March 18, 2016
New York Electronic Prescribing Waivers Guidance for Specific Types of Prescriptions The New York Department of Health, pursuant to questions received from NCPDP members as well as other industry stakeholders, has released guidance as to how to handle specific types of prescriptions that currently are not well suited to electronic prescribing. Said guidance waives, until March 27, 2017, the requirement that these specific prescription types be electronically prescribed as required by New York’s  iSTOP law. The key portion of this guidance is reproduced below. The New York Commissioner of Health, in a letter, has waived the following circumstances from the requirements of electronic prescribing:

  1. Any practitioner prescribing a controlled or non-controlled substance, containing two (2) or more products, which is compounded by a pharmacist.
  2. Any practitioner prescribing a controlled or non-controlled substance to be compounded for the direct administration to a patient by parenteral, intravenous, intramuscular, subcutaneous or intraspinal infusion.
  3. Any practitioner prescribing a controlled or non-controlled substance that contains long or complicated directions.
  4. Any practitioner prescribing a controlled or non-controlled substance that requires a prescription to contain certain elements required by the federal Food and Drug Administration (FDA) that are not able to be accomplished with electronic prescribing.
  5. Any practitioner prescribing a controlled or non-controlled substance under approved protocols under expedited partner therapy, collaborative drug management or in response to a public health emergency that would allow a non-patient specific prescription.
  6. Any practitioner prescribing an opioid antagonist that would allow a non-patient specific prescription.
  7. Any practitioner prescribing a controlled or non-controlled substance under a research protocol.
  8. A practitioner prescribing a controlled or non-controlled substance either through an Official New York State Prescription form or an oral prescription communicated to a pharmacist serving as a vendor of pharmaceutical services, by an agent who is a health care practitioner, for patients in nursing homes and residential health care facilities as defined in section twenty-eight hundred one of the public health law.
  9. A pharmacist dispensing controlled and non-controlled substance compounded prescriptions, prescriptions containing long or complicated directions, and prescriptions containing certain elements required by the FDA or any other governmental agency that are not able to be accomplished with electronic prescribing.
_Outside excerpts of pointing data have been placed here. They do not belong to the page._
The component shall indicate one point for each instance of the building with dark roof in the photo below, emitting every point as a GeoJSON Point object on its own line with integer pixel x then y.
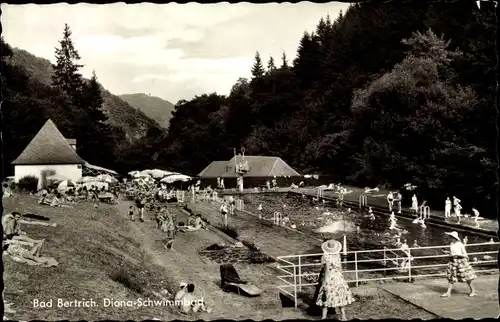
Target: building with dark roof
{"type": "Point", "coordinates": [258, 166]}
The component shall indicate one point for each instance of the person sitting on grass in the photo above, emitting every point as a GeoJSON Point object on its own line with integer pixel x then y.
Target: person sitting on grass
{"type": "Point", "coordinates": [195, 224]}
{"type": "Point", "coordinates": [181, 292]}
{"type": "Point", "coordinates": [285, 221]}
{"type": "Point", "coordinates": [131, 213]}
{"type": "Point", "coordinates": [191, 303]}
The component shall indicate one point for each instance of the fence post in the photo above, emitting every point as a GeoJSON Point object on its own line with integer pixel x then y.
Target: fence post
{"type": "Point", "coordinates": [409, 265]}
{"type": "Point", "coordinates": [356, 266]}
{"type": "Point", "coordinates": [300, 274]}
{"type": "Point", "coordinates": [295, 284]}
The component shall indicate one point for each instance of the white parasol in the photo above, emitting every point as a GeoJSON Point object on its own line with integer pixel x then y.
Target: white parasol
{"type": "Point", "coordinates": [141, 174]}
{"type": "Point", "coordinates": [176, 177]}
{"type": "Point", "coordinates": [87, 179]}
{"type": "Point", "coordinates": [63, 185]}
{"type": "Point", "coordinates": [159, 174]}
{"type": "Point", "coordinates": [106, 178]}
{"type": "Point", "coordinates": [57, 178]}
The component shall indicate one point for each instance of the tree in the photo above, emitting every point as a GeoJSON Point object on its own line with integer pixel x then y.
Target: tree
{"type": "Point", "coordinates": [270, 65]}
{"type": "Point", "coordinates": [284, 61]}
{"type": "Point", "coordinates": [413, 118]}
{"type": "Point", "coordinates": [66, 75]}
{"type": "Point", "coordinates": [257, 68]}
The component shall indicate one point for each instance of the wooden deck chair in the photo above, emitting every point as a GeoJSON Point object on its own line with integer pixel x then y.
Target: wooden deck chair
{"type": "Point", "coordinates": [231, 282]}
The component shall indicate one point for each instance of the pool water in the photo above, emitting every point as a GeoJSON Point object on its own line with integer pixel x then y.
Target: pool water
{"type": "Point", "coordinates": [309, 215]}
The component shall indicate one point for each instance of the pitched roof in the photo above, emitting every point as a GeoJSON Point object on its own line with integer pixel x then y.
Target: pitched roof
{"type": "Point", "coordinates": [259, 167]}
{"type": "Point", "coordinates": [48, 147]}
{"type": "Point", "coordinates": [214, 169]}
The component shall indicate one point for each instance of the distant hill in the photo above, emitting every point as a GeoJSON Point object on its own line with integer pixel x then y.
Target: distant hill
{"type": "Point", "coordinates": [133, 121]}
{"type": "Point", "coordinates": [155, 108]}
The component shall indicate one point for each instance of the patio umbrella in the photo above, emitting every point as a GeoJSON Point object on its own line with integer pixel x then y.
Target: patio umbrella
{"type": "Point", "coordinates": [106, 178]}
{"type": "Point", "coordinates": [141, 175]}
{"type": "Point", "coordinates": [87, 179]}
{"type": "Point", "coordinates": [63, 185]}
{"type": "Point", "coordinates": [57, 178]}
{"type": "Point", "coordinates": [176, 177]}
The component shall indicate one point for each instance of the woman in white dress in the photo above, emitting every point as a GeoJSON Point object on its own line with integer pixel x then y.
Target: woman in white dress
{"type": "Point", "coordinates": [459, 268]}
{"type": "Point", "coordinates": [334, 291]}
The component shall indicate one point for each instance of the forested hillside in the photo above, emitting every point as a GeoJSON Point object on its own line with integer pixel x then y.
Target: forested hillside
{"type": "Point", "coordinates": [384, 94]}
{"type": "Point", "coordinates": [155, 108]}
{"type": "Point", "coordinates": [121, 114]}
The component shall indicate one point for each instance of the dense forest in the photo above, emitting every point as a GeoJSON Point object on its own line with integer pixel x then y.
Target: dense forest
{"type": "Point", "coordinates": [153, 107]}
{"type": "Point", "coordinates": [34, 90]}
{"type": "Point", "coordinates": [382, 94]}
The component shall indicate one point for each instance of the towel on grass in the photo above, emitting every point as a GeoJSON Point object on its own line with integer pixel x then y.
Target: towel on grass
{"type": "Point", "coordinates": [48, 261]}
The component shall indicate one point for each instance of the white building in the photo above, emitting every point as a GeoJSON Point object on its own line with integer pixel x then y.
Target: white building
{"type": "Point", "coordinates": [49, 153]}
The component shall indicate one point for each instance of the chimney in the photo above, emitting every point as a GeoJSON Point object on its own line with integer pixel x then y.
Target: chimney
{"type": "Point", "coordinates": [72, 143]}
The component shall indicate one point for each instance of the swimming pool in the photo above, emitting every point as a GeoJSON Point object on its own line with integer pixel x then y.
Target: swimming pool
{"type": "Point", "coordinates": [308, 214]}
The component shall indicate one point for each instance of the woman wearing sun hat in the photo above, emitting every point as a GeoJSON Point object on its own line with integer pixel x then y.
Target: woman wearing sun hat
{"type": "Point", "coordinates": [459, 268]}
{"type": "Point", "coordinates": [334, 292]}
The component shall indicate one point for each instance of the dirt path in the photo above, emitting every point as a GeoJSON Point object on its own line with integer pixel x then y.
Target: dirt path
{"type": "Point", "coordinates": [186, 265]}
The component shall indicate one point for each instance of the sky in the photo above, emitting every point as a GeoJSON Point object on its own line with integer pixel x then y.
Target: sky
{"type": "Point", "coordinates": [173, 51]}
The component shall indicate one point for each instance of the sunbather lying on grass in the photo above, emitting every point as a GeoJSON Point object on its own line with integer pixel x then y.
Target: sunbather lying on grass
{"type": "Point", "coordinates": [195, 225]}
{"type": "Point", "coordinates": [12, 230]}
{"type": "Point", "coordinates": [33, 253]}
{"type": "Point", "coordinates": [192, 303]}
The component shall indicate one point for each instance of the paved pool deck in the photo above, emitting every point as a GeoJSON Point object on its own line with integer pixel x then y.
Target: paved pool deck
{"type": "Point", "coordinates": [427, 295]}
{"type": "Point", "coordinates": [423, 293]}
{"type": "Point", "coordinates": [379, 199]}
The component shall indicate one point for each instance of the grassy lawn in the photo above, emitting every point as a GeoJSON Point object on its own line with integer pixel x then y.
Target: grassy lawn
{"type": "Point", "coordinates": [102, 255]}
{"type": "Point", "coordinates": [98, 258]}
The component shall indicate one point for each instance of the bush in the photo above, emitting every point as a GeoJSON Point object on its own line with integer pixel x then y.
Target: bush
{"type": "Point", "coordinates": [250, 245]}
{"type": "Point", "coordinates": [28, 183]}
{"type": "Point", "coordinates": [229, 230]}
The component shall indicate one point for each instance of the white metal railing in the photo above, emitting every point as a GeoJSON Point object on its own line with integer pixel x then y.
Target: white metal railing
{"type": "Point", "coordinates": [240, 205]}
{"type": "Point", "coordinates": [395, 256]}
{"type": "Point", "coordinates": [321, 192]}
{"type": "Point", "coordinates": [425, 212]}
{"type": "Point", "coordinates": [277, 218]}
{"type": "Point", "coordinates": [179, 194]}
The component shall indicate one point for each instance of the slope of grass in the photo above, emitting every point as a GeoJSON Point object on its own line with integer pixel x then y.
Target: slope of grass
{"type": "Point", "coordinates": [97, 258]}
{"type": "Point", "coordinates": [133, 121]}
{"type": "Point", "coordinates": [155, 108]}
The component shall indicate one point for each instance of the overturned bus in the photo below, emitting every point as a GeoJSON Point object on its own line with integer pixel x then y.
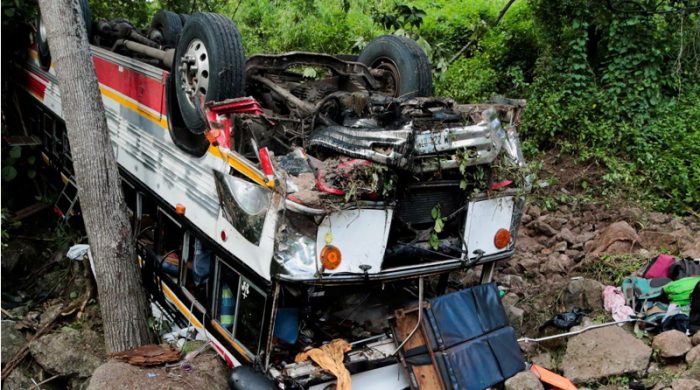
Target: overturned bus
{"type": "Point", "coordinates": [285, 202]}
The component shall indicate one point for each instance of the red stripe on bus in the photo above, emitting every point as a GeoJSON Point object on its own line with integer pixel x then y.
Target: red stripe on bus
{"type": "Point", "coordinates": [37, 87]}
{"type": "Point", "coordinates": [132, 84]}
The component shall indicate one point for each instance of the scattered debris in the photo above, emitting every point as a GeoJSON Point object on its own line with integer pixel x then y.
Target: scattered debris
{"type": "Point", "coordinates": [148, 355]}
{"type": "Point", "coordinates": [671, 344]}
{"type": "Point", "coordinates": [598, 354]}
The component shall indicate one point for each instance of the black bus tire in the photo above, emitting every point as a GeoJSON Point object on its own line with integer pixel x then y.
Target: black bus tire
{"type": "Point", "coordinates": [209, 64]}
{"type": "Point", "coordinates": [170, 26]}
{"type": "Point", "coordinates": [87, 17]}
{"type": "Point", "coordinates": [407, 63]}
{"type": "Point", "coordinates": [42, 44]}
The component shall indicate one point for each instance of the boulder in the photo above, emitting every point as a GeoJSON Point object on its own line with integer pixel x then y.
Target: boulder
{"type": "Point", "coordinates": [12, 340]}
{"type": "Point", "coordinates": [208, 372]}
{"type": "Point", "coordinates": [17, 380]}
{"type": "Point", "coordinates": [693, 354]}
{"type": "Point", "coordinates": [524, 380]}
{"type": "Point", "coordinates": [583, 293]}
{"type": "Point", "coordinates": [671, 344]}
{"type": "Point", "coordinates": [695, 340]}
{"type": "Point", "coordinates": [515, 317]}
{"type": "Point", "coordinates": [545, 360]}
{"type": "Point", "coordinates": [568, 236]}
{"type": "Point", "coordinates": [528, 244]}
{"type": "Point", "coordinates": [560, 246]}
{"type": "Point", "coordinates": [617, 238]}
{"type": "Point", "coordinates": [69, 352]}
{"type": "Point", "coordinates": [543, 227]}
{"type": "Point", "coordinates": [557, 263]}
{"type": "Point", "coordinates": [693, 371]}
{"type": "Point", "coordinates": [604, 352]}
{"type": "Point", "coordinates": [685, 384]}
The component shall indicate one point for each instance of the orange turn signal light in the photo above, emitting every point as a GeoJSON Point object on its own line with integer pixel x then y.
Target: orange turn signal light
{"type": "Point", "coordinates": [330, 257]}
{"type": "Point", "coordinates": [502, 238]}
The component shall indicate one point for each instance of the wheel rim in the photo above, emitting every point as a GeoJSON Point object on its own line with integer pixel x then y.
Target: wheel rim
{"type": "Point", "coordinates": [194, 70]}
{"type": "Point", "coordinates": [42, 30]}
{"type": "Point", "coordinates": [392, 77]}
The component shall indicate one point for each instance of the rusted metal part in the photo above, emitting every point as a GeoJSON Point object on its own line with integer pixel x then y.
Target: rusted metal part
{"type": "Point", "coordinates": [279, 63]}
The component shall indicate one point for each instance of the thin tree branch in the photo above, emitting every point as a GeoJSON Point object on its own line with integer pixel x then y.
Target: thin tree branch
{"type": "Point", "coordinates": [478, 37]}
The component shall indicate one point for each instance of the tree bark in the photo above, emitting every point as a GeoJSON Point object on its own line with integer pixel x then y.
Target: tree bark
{"type": "Point", "coordinates": [122, 299]}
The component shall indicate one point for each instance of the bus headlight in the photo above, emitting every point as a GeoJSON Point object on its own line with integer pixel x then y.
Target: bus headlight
{"type": "Point", "coordinates": [244, 204]}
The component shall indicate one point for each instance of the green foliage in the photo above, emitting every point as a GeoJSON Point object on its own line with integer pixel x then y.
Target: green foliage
{"type": "Point", "coordinates": [616, 83]}
{"type": "Point", "coordinates": [622, 90]}
{"type": "Point", "coordinates": [14, 163]}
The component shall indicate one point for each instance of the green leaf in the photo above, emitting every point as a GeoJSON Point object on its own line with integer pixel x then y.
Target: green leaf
{"type": "Point", "coordinates": [439, 225]}
{"type": "Point", "coordinates": [8, 173]}
{"type": "Point", "coordinates": [309, 73]}
{"type": "Point", "coordinates": [434, 241]}
{"type": "Point", "coordinates": [15, 152]}
{"type": "Point", "coordinates": [435, 212]}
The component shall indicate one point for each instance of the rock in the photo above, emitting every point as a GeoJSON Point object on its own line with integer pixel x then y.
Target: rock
{"type": "Point", "coordinates": [12, 340]}
{"type": "Point", "coordinates": [585, 237]}
{"type": "Point", "coordinates": [557, 263]}
{"type": "Point", "coordinates": [691, 248]}
{"type": "Point", "coordinates": [534, 211]}
{"type": "Point", "coordinates": [654, 240]}
{"type": "Point", "coordinates": [208, 372]}
{"type": "Point", "coordinates": [693, 354]}
{"type": "Point", "coordinates": [515, 318]}
{"type": "Point", "coordinates": [510, 299]}
{"type": "Point", "coordinates": [527, 262]}
{"type": "Point", "coordinates": [685, 384]}
{"type": "Point", "coordinates": [568, 236]}
{"type": "Point", "coordinates": [50, 314]}
{"type": "Point", "coordinates": [617, 238]}
{"type": "Point", "coordinates": [693, 371]}
{"type": "Point", "coordinates": [545, 360]}
{"type": "Point", "coordinates": [513, 282]}
{"type": "Point", "coordinates": [17, 380]}
{"type": "Point", "coordinates": [604, 352]}
{"type": "Point", "coordinates": [695, 340]}
{"type": "Point", "coordinates": [528, 244]}
{"type": "Point", "coordinates": [560, 247]}
{"type": "Point", "coordinates": [671, 344]}
{"type": "Point", "coordinates": [524, 380]}
{"type": "Point", "coordinates": [543, 227]}
{"type": "Point", "coordinates": [557, 223]}
{"type": "Point", "coordinates": [583, 293]}
{"type": "Point", "coordinates": [659, 218]}
{"type": "Point", "coordinates": [69, 352]}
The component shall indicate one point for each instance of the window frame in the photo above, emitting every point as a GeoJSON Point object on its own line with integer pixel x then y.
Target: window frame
{"type": "Point", "coordinates": [158, 242]}
{"type": "Point", "coordinates": [216, 302]}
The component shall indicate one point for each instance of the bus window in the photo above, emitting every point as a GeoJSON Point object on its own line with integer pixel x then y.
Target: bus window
{"type": "Point", "coordinates": [225, 297]}
{"type": "Point", "coordinates": [130, 198]}
{"type": "Point", "coordinates": [145, 220]}
{"type": "Point", "coordinates": [251, 311]}
{"type": "Point", "coordinates": [195, 276]}
{"type": "Point", "coordinates": [169, 246]}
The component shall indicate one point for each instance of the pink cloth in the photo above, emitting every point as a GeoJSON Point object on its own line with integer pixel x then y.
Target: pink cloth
{"type": "Point", "coordinates": [614, 303]}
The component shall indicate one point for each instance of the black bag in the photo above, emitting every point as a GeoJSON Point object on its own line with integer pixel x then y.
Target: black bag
{"type": "Point", "coordinates": [694, 320]}
{"type": "Point", "coordinates": [684, 268]}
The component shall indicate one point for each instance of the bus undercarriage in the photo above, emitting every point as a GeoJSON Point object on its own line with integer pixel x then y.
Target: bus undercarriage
{"type": "Point", "coordinates": [282, 202]}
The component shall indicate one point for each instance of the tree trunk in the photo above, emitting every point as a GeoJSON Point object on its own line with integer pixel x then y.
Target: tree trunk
{"type": "Point", "coordinates": [122, 299]}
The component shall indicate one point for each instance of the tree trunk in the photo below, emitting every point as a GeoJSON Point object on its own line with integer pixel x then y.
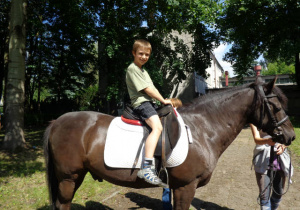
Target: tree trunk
{"type": "Point", "coordinates": [15, 90]}
{"type": "Point", "coordinates": [297, 69]}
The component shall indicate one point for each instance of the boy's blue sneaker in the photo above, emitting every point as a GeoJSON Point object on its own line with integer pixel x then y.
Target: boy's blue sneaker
{"type": "Point", "coordinates": [149, 175]}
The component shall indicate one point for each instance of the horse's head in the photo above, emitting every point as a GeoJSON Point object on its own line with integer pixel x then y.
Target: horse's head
{"type": "Point", "coordinates": [269, 112]}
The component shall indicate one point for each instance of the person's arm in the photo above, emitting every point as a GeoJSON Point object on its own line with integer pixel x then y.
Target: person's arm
{"type": "Point", "coordinates": [258, 139]}
{"type": "Point", "coordinates": [280, 148]}
{"type": "Point", "coordinates": [153, 93]}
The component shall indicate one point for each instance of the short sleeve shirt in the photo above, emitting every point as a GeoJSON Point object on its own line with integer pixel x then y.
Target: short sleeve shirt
{"type": "Point", "coordinates": [137, 80]}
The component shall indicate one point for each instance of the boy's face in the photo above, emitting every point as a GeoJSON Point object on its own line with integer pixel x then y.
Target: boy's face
{"type": "Point", "coordinates": [141, 56]}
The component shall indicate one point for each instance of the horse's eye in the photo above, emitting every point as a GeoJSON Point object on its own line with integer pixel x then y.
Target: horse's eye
{"type": "Point", "coordinates": [277, 109]}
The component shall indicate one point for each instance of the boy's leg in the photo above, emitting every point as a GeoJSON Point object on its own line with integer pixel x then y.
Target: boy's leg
{"type": "Point", "coordinates": [148, 172]}
{"type": "Point", "coordinates": [153, 137]}
{"type": "Point", "coordinates": [278, 186]}
{"type": "Point", "coordinates": [263, 181]}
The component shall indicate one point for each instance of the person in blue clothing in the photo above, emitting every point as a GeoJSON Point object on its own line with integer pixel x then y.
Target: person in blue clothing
{"type": "Point", "coordinates": [270, 194]}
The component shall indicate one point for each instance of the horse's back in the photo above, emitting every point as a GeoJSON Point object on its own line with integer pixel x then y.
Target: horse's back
{"type": "Point", "coordinates": [73, 135]}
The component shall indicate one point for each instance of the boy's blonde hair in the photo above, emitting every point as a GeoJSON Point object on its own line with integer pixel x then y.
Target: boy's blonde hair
{"type": "Point", "coordinates": [141, 43]}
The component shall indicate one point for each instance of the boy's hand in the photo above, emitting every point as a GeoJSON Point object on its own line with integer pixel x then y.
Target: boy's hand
{"type": "Point", "coordinates": [167, 101]}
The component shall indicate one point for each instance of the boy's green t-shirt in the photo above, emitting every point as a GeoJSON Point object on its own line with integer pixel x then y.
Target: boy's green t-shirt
{"type": "Point", "coordinates": [137, 80]}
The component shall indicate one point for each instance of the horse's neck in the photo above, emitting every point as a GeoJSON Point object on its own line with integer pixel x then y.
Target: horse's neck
{"type": "Point", "coordinates": [217, 122]}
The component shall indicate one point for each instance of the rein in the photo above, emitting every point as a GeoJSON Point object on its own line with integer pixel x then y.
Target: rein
{"type": "Point", "coordinates": [275, 125]}
{"type": "Point", "coordinates": [272, 176]}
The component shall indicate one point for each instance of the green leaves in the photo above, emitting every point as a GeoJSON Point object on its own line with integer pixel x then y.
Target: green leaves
{"type": "Point", "coordinates": [256, 27]}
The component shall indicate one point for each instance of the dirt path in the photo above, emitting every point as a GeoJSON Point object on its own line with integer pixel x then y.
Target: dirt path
{"type": "Point", "coordinates": [233, 185]}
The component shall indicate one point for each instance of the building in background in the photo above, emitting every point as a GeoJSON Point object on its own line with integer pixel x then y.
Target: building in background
{"type": "Point", "coordinates": [195, 85]}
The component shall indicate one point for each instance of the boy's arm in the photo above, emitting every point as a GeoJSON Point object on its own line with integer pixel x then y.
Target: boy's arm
{"type": "Point", "coordinates": [153, 93]}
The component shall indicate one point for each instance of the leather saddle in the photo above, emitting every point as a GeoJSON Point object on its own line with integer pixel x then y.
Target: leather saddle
{"type": "Point", "coordinates": [171, 128]}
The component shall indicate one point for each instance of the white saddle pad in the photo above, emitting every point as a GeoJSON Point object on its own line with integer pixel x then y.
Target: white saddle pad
{"type": "Point", "coordinates": [123, 141]}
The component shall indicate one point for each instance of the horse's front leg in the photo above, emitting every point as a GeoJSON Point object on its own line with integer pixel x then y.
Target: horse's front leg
{"type": "Point", "coordinates": [183, 196]}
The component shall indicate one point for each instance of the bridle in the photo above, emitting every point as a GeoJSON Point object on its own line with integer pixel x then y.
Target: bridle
{"type": "Point", "coordinates": [277, 130]}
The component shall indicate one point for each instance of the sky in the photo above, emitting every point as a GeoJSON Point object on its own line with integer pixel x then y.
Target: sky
{"type": "Point", "coordinates": [219, 53]}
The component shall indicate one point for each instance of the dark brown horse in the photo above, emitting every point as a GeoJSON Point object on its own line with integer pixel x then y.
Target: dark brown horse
{"type": "Point", "coordinates": [74, 143]}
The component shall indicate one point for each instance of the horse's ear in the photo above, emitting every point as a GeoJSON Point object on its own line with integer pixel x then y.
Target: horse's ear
{"type": "Point", "coordinates": [271, 85]}
{"type": "Point", "coordinates": [259, 80]}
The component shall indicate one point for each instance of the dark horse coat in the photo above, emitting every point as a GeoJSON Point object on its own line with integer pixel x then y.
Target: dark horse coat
{"type": "Point", "coordinates": [74, 143]}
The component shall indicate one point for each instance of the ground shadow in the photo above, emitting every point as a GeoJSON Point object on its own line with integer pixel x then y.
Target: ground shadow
{"type": "Point", "coordinates": [90, 205]}
{"type": "Point", "coordinates": [151, 203]}
{"type": "Point", "coordinates": [199, 204]}
{"type": "Point", "coordinates": [26, 161]}
{"type": "Point", "coordinates": [144, 201]}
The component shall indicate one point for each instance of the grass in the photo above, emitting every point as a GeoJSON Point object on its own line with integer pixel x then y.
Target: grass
{"type": "Point", "coordinates": [23, 183]}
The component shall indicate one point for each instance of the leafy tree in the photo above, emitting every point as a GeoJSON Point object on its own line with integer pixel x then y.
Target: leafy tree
{"type": "Point", "coordinates": [4, 18]}
{"type": "Point", "coordinates": [278, 67]}
{"type": "Point", "coordinates": [14, 109]}
{"type": "Point", "coordinates": [120, 22]}
{"type": "Point", "coordinates": [255, 27]}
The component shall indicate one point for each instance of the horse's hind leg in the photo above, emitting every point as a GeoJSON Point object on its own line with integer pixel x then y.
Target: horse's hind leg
{"type": "Point", "coordinates": [183, 196]}
{"type": "Point", "coordinates": [66, 191]}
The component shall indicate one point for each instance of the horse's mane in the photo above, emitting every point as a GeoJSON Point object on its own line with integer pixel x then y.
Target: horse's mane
{"type": "Point", "coordinates": [206, 101]}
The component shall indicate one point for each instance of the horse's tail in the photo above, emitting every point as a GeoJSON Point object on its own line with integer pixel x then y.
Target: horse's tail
{"type": "Point", "coordinates": [52, 181]}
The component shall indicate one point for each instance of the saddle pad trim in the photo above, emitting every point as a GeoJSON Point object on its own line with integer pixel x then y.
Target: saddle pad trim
{"type": "Point", "coordinates": [131, 122]}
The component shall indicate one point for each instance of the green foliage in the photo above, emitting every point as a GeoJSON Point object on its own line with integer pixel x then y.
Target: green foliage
{"type": "Point", "coordinates": [256, 27]}
{"type": "Point", "coordinates": [278, 67]}
{"type": "Point", "coordinates": [74, 45]}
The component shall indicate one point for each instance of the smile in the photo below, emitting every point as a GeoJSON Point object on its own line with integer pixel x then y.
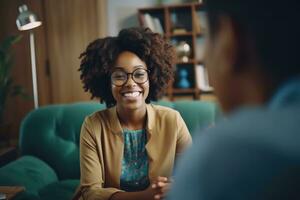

  10. A pharmacist dispensing prescriptions issued under a research protocol, or under approved protocols for expedited partner therapy, or for collaborative drug management.
  11. A pharmacist dispensing non-patient specific prescriptions, including opioid antagonists, or prescriptions issued in response to a public health emergency issued.
  12. A pharmacist serving as a vendor of pharmaceutical services dispensing a controlled or non-controlled substance through an Official New York State Prescription form or an oral prescription communicated by an agent who is a health care practitioner, for patients in nursing homes and residential health care facilities as defined in section twenty-eight hundred one of the public health law.Practitioners issuing prescriptions in the above-listed exceptional circumstances may either use the Official New York State Prescription Form or issue an oral prescription. Pharmacists may dispense prescriptions issued on the Official New York State Prescription Form or oral prescriptions in the above-listed exceptional circumstances.

This waiver for the above-listed exceptional circumstances shall be effective until March 27, 2017.